Mr. Falih and other Saudi officials didn’t respond to requests for comment.
Saudi Arabia is at a crossroads, five years after popular uprisings that ousted several regimes in the Middle East, and a little more than a year after the ascension of a new king who will be the last of the sons of Saudi Arabia’s founder to rule.
The king has consolidated power in the hands of his son, 30-year-old Deputy Crown Prince Mohammed bin Salman, over nearly everything that matters in the kingdom, including all the important economic ministries, and has big plans for the country’s energy sector, which is key to even bigger plans for the economy as a whole.
Mr. Falih will play a major role in those plans. He was handpicked by the deputy crown prince, on the heels of the prince’s unusual move last month to spike negotiations between some members of OPEC and key non-OPEC countries over a production freeze.
Prince Mohammed’s 11th-hour intervention, sending the message that there would be no freeze without Iran’s participation, sent shock waves through OPEC by bluntly prioritizing Riyadh’s domestic economic and political goals over those of fellow OPEC members.
That inward focus intensified a few weeks later when Prince Mohammed announced his sweeping plan to overhaul Saudi Arabia’s economy to radically reduce its dependence on oil.
No one is more acutely aware than Mr. Falih of what the transformation plan means for the kingdom’s energy policies and oil-related industries—and how those imperatives limit the kingdom’s dealings with OPEC.

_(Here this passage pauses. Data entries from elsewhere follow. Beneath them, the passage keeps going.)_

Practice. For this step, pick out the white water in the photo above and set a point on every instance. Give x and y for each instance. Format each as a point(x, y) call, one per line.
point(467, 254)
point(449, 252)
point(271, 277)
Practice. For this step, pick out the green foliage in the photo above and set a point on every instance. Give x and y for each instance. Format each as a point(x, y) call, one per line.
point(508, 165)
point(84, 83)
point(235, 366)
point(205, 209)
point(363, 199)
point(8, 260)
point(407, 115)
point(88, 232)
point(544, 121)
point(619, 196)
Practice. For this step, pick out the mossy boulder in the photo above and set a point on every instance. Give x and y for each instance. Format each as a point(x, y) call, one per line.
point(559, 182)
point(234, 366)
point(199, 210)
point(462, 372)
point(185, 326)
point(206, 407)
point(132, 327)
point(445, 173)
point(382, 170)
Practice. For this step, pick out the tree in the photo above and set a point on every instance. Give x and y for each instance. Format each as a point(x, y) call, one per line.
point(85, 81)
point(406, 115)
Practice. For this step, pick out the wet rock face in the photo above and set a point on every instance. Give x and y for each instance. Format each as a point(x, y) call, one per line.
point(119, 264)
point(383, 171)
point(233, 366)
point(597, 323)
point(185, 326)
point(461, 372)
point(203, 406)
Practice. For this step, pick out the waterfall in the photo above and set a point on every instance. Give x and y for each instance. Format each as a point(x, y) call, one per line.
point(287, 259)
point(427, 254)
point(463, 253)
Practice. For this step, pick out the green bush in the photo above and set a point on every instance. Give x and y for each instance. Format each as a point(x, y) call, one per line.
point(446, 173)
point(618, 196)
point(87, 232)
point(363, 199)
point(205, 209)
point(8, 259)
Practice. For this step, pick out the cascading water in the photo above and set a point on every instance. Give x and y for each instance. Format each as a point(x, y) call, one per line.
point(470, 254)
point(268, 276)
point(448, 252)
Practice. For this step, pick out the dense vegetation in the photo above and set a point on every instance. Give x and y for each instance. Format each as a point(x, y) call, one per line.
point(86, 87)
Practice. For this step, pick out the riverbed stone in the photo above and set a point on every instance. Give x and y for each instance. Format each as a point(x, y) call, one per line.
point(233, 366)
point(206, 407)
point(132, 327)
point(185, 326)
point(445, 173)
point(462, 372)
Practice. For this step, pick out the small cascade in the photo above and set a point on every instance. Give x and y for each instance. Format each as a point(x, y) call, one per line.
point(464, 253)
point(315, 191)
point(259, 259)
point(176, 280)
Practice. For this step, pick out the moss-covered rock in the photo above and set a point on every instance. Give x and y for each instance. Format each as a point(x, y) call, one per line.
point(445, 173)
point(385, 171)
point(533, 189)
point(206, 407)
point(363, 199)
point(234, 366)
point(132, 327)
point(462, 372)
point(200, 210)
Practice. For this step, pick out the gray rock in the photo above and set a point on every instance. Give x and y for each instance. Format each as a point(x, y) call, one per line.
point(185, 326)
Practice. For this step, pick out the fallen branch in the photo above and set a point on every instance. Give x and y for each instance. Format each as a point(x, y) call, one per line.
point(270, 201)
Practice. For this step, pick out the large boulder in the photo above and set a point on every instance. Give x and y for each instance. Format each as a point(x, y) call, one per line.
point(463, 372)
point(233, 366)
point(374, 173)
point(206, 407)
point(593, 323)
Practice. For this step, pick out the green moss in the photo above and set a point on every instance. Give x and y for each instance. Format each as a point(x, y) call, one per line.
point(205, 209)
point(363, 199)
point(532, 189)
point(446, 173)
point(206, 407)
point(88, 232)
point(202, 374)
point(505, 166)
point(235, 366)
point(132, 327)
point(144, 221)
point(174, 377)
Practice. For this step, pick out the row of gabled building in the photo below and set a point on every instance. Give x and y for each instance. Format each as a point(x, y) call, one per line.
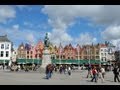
point(104, 52)
point(68, 52)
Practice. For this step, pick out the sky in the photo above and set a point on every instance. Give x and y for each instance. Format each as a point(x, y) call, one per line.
point(65, 24)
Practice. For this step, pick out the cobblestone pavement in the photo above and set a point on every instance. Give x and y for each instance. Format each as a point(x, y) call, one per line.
point(37, 78)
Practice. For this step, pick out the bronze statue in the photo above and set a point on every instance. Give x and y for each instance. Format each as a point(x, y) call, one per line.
point(46, 40)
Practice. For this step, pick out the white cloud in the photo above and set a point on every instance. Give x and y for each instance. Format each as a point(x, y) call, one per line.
point(17, 35)
point(6, 12)
point(57, 37)
point(85, 38)
point(16, 26)
point(111, 33)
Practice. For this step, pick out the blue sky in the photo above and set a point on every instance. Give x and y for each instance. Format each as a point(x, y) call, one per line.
point(82, 24)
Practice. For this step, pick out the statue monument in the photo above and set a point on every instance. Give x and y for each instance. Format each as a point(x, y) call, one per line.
point(46, 58)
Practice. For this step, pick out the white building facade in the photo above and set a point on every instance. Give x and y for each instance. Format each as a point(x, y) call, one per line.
point(5, 48)
point(103, 54)
point(14, 55)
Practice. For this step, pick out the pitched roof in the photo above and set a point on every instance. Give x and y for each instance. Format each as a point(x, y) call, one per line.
point(4, 39)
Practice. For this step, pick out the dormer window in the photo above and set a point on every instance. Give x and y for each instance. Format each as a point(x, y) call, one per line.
point(2, 46)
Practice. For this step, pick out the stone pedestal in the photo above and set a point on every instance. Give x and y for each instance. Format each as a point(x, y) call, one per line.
point(46, 59)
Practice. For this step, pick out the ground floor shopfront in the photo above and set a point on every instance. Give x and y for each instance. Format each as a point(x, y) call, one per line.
point(57, 61)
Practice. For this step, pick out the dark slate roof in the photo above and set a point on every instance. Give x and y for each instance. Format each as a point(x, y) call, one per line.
point(4, 38)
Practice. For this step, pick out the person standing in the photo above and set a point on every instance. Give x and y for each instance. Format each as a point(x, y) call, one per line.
point(94, 72)
point(69, 70)
point(116, 73)
point(103, 72)
point(89, 71)
point(100, 74)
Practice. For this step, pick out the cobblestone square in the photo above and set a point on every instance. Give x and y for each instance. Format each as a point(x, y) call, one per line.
point(37, 78)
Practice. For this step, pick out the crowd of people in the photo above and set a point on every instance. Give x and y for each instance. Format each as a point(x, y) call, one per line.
point(96, 73)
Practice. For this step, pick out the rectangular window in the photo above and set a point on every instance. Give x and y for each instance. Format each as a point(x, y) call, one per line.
point(105, 54)
point(7, 53)
point(2, 46)
point(102, 54)
point(7, 46)
point(27, 52)
point(2, 53)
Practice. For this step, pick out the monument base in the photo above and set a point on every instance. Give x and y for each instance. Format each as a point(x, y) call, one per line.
point(46, 59)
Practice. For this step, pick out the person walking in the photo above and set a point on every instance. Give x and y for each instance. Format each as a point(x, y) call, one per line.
point(94, 72)
point(103, 72)
point(89, 71)
point(100, 74)
point(116, 74)
point(69, 70)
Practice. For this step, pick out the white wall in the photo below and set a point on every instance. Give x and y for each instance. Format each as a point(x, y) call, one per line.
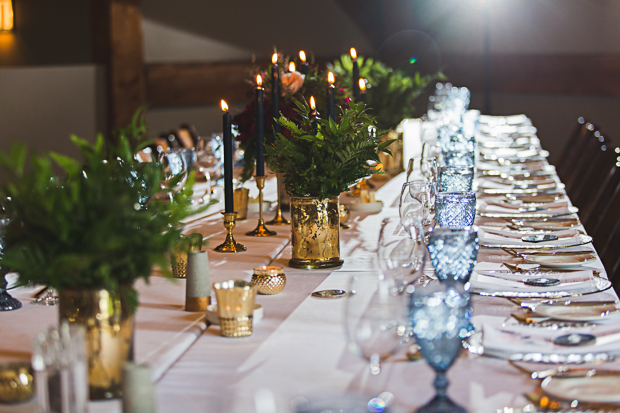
point(42, 106)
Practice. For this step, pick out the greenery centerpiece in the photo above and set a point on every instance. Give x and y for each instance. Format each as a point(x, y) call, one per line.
point(86, 233)
point(320, 159)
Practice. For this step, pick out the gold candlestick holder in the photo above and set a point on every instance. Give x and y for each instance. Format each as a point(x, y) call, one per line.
point(279, 219)
point(261, 230)
point(230, 245)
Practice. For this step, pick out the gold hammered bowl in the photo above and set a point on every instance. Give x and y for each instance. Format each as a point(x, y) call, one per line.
point(269, 280)
point(16, 382)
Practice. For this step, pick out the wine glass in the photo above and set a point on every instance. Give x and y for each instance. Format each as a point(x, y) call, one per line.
point(175, 171)
point(375, 319)
point(410, 209)
point(401, 253)
point(439, 315)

Many other OPEC members are desperately looking for ways to limit production to try to push prices higher.
The foundations of the deputy crown prince’s plans—which includes selling shares of the national oil company, Saudi Arabian Oil Co., known as Aramco, to the public, reducing domestic subsidies for energy and building out the country’s petrochemical industry—are built on Mr. Falih’s work at Aramco, where he was chief executive from 2009 to 2015.

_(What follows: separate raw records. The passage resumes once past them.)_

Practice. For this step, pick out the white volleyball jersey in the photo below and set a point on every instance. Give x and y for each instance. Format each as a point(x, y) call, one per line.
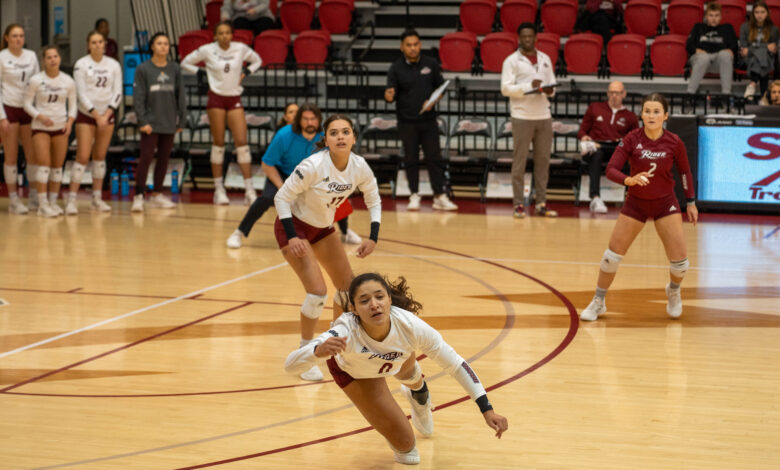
point(99, 84)
point(224, 67)
point(366, 358)
point(316, 188)
point(52, 97)
point(15, 74)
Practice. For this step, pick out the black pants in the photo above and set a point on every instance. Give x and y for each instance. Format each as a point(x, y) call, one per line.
point(595, 161)
point(426, 134)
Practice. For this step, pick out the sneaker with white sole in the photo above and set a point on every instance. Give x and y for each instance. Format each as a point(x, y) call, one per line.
point(159, 201)
point(595, 308)
point(314, 374)
point(674, 302)
point(422, 415)
point(16, 206)
point(597, 205)
point(443, 203)
point(100, 205)
point(220, 197)
point(414, 202)
point(351, 238)
point(138, 203)
point(235, 239)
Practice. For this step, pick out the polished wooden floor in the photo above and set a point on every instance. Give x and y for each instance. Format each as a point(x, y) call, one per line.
point(141, 342)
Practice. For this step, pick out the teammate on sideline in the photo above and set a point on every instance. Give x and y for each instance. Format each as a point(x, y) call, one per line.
point(652, 152)
point(224, 66)
point(99, 84)
point(306, 204)
point(379, 338)
point(50, 99)
point(17, 66)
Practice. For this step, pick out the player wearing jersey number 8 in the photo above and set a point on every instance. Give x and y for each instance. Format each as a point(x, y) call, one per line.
point(652, 152)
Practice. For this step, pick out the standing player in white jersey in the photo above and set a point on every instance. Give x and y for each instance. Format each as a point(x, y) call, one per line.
point(377, 339)
point(50, 99)
point(99, 85)
point(306, 204)
point(224, 61)
point(17, 66)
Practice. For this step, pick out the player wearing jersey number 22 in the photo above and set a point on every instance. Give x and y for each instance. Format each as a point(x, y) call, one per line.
point(652, 152)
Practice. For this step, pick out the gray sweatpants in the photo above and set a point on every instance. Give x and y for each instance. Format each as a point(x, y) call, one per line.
point(523, 133)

Mr. Falih’s new ministry now includes the country’s power sector. Domestic demand for electricity has skyrocketed in recent years as the population has grown and government subsidies have made power cheap. That directly affects crude exports, as the kingdom burns oil to make about a quarter of its total electricity. As much as 900,000 barrels a day are needed during some hot summer days, almost one in every 10 barrels it produces.
That gives Mr. Falih less flexibility to scale back or ramp up production in response to political developments, to influence prices or even to stabilize the market after unexpected shocks.

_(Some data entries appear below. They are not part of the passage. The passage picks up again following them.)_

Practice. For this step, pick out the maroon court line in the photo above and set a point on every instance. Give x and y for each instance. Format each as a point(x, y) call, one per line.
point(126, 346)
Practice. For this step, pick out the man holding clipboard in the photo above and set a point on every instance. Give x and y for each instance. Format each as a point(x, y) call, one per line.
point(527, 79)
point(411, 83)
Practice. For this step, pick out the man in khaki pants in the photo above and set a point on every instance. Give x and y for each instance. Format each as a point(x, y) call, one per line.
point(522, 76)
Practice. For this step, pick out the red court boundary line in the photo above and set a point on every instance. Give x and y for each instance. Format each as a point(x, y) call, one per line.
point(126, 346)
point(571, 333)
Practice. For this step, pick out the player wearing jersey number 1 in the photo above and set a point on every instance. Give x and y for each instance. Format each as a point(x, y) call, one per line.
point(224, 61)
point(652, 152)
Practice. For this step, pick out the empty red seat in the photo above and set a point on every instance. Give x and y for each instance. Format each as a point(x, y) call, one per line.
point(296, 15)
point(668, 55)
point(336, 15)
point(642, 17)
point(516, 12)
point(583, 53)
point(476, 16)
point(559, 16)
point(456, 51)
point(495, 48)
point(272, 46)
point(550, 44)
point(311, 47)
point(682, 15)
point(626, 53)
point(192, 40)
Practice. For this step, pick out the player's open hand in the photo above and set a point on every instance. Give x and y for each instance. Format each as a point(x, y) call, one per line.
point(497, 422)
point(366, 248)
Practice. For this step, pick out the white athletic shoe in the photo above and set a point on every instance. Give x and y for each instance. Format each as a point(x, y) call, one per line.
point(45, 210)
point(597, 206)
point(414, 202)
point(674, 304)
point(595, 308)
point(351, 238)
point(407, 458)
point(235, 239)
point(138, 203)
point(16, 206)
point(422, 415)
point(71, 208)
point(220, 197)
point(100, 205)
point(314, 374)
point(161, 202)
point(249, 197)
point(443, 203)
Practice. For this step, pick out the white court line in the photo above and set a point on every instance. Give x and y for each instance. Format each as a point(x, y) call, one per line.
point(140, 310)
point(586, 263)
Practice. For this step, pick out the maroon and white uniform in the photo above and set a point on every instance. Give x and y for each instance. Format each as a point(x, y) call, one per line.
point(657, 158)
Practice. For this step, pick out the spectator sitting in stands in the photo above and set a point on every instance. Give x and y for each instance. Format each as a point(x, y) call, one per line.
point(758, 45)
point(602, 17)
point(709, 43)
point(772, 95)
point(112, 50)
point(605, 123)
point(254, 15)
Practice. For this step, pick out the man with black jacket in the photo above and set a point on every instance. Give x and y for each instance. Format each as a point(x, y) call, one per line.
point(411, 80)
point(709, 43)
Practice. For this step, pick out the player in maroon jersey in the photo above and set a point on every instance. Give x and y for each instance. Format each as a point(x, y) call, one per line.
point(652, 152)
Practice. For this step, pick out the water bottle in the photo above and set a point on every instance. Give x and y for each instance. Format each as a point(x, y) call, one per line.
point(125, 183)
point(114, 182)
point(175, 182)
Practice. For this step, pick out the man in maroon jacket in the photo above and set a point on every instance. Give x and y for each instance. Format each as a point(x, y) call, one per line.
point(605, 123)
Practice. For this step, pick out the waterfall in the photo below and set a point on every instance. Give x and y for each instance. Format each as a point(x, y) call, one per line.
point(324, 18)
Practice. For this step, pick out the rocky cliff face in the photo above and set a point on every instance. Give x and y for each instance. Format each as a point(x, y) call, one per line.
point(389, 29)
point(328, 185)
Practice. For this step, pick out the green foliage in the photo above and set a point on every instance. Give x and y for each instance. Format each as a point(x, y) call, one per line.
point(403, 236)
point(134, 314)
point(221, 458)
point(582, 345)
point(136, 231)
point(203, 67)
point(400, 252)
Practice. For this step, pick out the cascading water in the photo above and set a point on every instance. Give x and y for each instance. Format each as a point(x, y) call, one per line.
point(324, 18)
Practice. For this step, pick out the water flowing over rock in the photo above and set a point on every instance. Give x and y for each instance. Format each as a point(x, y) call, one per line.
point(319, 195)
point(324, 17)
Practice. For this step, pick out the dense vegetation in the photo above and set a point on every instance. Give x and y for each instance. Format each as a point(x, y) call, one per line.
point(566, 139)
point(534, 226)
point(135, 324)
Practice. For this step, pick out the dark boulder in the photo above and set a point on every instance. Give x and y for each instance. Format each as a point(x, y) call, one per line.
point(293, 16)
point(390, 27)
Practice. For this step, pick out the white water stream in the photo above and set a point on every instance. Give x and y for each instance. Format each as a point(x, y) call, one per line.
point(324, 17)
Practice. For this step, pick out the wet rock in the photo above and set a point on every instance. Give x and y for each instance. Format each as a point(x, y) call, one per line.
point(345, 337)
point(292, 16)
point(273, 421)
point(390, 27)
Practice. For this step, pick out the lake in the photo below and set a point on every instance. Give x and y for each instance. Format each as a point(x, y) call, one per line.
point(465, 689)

“It’s really a new chapter in Saudi oil policy,” said Antoine Halff, an oil economist and fellow at the Center on Global Energy Policy at Columbia University in New York.
Still, many analysts and members of the group believe the Saudis are seeking to avoid confrontation at the meeting, even if they are unwilling to modify their plans to pump as much oil as possible.
Mr. Falih started working at Aramco in 1979 after studying engineering at Texas A&M University. The highlight of his stint at the helm was a historic expansion of the country’s ability to not simply produce crude but also refine it into higher-value products. Aramco built refineries at home and abroad, including in China and the U.S., increasing its capacity to process 5.4 million barrels a day of crude now from around 2.4 million barrels a day in 2009.
Many of those refineries are run as joint ventures in key countries such as the U.S. and China, the two largest buyers of crude in the world and both critical to maintaining Saudi Arabia’s security and geopolitical importance in the world.
The kingdom is negotiating to build a refinery in India, another rising global power analysts say will likely be the fastest-growing energy market over the next few decades.
Mr. Falih also oversaw a significant expansion by Aramco into petrochemicals, using the country’s crude oil as feedstock to make more valuable plastics and industrial chemicals.